Provando «amore e dolore», disperata gelosia e tormentoso risentimento, Emilio avverte il bisogno di confidarsi con l’amico Stefano Balli, scultore e gran rubacuori, di cui la stessa Angiolina finirà con l’innamorarsi. Il sodalizio tra Stefano ed Emilio, basato su di un comune interesse per l’arte, è un esempio di amicizia. L’artista è un bambino immaturo e capriccioso, ma la differenza tra il suo infantilismo prepotente e quello egoista di Emilio risiede nel suo modo inattaccabile di spacciarsi per un uomo di successo, brillante e realizzato nel suo lavoro. Sedurre più donne e scolpire il loro lato più vulnerabile nella freddezza del marmo, pur consapevole della mediocrità di un millantato talento, è il segreto della propria apparente felicità.
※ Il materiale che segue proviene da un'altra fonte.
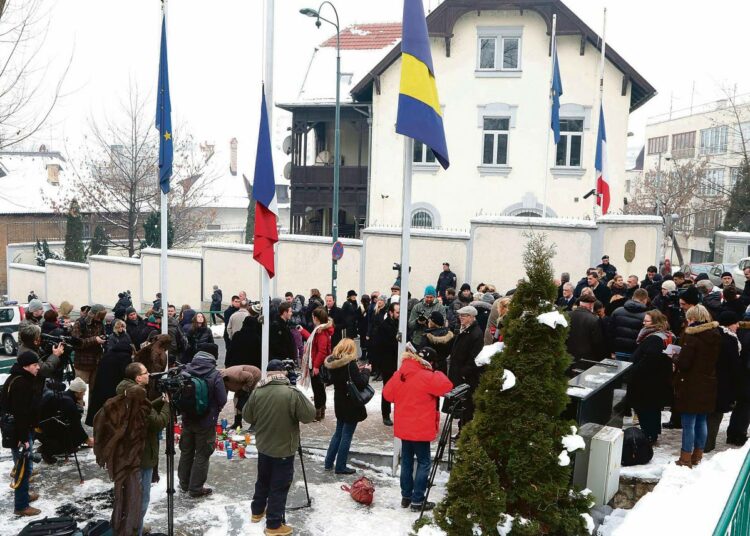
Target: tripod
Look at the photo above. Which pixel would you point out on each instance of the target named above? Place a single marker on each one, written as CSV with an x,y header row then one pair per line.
x,y
455,409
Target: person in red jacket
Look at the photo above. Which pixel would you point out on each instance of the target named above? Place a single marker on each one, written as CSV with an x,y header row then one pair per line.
x,y
317,348
414,389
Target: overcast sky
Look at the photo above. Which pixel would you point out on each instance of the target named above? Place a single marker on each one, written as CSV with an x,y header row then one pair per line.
x,y
215,53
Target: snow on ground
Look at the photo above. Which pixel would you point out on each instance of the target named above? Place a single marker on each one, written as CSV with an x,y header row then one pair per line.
x,y
685,501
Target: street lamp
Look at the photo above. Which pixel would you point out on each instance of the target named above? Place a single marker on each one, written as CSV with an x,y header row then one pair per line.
x,y
337,137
Probabilmente, Angiolina è l’unico personaggio destinato a salvarsi dalla feroce morsa dell’inettitudine. Vanitosa, frivola, bugiarda, opportunista e, soprattutto, lontana dalla donna angelicata che Emilio ha idealizzato fin dall’inizio. Infine Amalia stessa, quando l’amore irromperà prepotente coi suoi colori nel grigiore di casa, si abbandonerà del tutto liberata dalle sue repressioni, al circolo terribile e vizioso di fantasie e di illusioni. Si innamorerà del Balli, lei, unica donna che lo spietato seduttore mai s’era riproposto di sedurre e tristemente la sua vita si avvierà verso una fine pietosa, squallida come era sempre stata. I quattro personaggi, le bugie che raccontano e che tentano di raccontare anche ai lettori vengono punti spietatamente dall’acuta ironia di Svevo. L’autore tenta di far emergere, con un’esagerazione esasperata dei comportamenti di ognuno, l’incapacità di essere obiettivi sulle esistenze che conducono. Il finale amaro coincide, da un punto di vista morale – evolutivo, con l’inizio e conferma la circolarità strutturale dell’intero romanzo. L’inetto è un personaggio che non può ambire al ruolo di tragico antieroe. La sua caratteristica principale è la rinuncia alla vita: rinuncia che non è la conseguenza di un estremo sforzo per raggiungere un obiettivo ma è la risposta ad una vita condotta sotto tono mai davvero vissuta. Forse, nemmeno sfiorata. Incarna colui che perde la sua lotta perché non prova nemmeno a combattere, non è padrone delle proprie scelte e mette in atto una serie di autoinganni per nascondere una tale inettitudine. Emilio resterà inetto dall’inizio alla fine di una storia dalla quale non trarrà alcun tipo di insegnamento. Non giungerà né ad un’evoluzione né ad un’involuzione. Fermo, quasi paralizzato dall’unica bruciante consapevolezza della propria incapacità di stare al mondo e di viverlo completamente. Come un vecchio, troppo presto vecchio, che ancora giovane volge lo sguardo al passato come un tempo finto di ricordi piacevoli e trova finalmente un’apparenza di quiete nella libertà senile di non dover più dimostrare agli altri e a sé stesso di saper godere della vita.

Subito, con le prime parole che le rivolse, volle avvisarla che non intendeva compromettersi in una relazione troppo seria. Parlò cioè a un dipresso così: – T’amo molto e per il tuo bene desidero ci si metta d’accordo di andare molto cauti. – La parola era tanto prudente ch’era difficile di crederla detta per amore altrui, e un po’ più franca avrebbe dovuto suonare così: – Mi piaci molto, ma nella mia vita non potrai essere giammai più importante di un giocattolo. Ho altri doveri io, la mia carriera, la mia famiglia.